Unlike other varietals, especially syrah but also including many other Rhone, bordeaux and italian varietals, Pinot Noir doesn't have to make dark wines. Color stability in Pinot is in some regions an on going problem. The problem is that color tells us very little about what a Pinot Noir will be like in the mouth. There is this misconception that light color means light in weight and my experiences with Pinot Noir DO NOT bare this out.

Every winemaker has his/her priorities. For me color is low on the list ( texture and aroma being up at the top ). I use no enzymes or other additives to fix color, my only concern for the color of my wines is that they are not brown ( which does indicate something about the wine as you know ). I know many other winemakers that are concerned about color and I think this reflects the state of Pinot Noir as little as five years ago. Pinot was a fringe wine, most of the wine buying public was after Cab, Merlot etc. Consumers had identified dark colors as an attribute of serious wines. Pinot producers had no choice but to take steps to make pinot with deeper colors and blacker hues.

Even burgundy, the birthplace of lightly colored pinot noir is going through this change. The consultants in Burgundy are pushing more extracted wines using dry ice and high levels of SO2. They are dispensing enzymes like methadone. Why? Color stability. So in time there is a chance that Dan Berger's friend will live in a world that is free of light colored Pinot Noir.

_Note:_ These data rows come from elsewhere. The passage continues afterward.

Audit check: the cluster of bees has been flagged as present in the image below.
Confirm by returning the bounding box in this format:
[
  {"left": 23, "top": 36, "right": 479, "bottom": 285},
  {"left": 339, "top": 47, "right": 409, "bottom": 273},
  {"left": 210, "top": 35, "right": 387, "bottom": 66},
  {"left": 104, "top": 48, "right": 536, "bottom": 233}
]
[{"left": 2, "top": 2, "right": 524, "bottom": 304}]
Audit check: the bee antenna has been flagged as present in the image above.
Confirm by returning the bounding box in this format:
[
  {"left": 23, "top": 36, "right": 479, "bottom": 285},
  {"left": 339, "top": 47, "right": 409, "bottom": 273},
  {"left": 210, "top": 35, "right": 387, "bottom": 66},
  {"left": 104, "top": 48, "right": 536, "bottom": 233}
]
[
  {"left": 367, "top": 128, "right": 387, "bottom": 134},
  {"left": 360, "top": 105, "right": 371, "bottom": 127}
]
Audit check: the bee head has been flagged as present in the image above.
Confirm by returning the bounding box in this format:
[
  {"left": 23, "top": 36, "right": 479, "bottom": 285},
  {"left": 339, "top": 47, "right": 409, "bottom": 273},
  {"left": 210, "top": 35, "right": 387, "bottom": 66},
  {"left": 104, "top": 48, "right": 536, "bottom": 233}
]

I also think Clark makes a good point that is burried in his post. " California has few terriors that would give us Burgundian wines...". I think that CA has lulled consumers into thinking that a wines style is completely the result of winemaking descions. Climate and thus 'terrior' can often turn out to be obstacles to a wine style; thus Burgundy can only come from Burgundy. However if you pound on the square peg long enough you can get it through the round hole.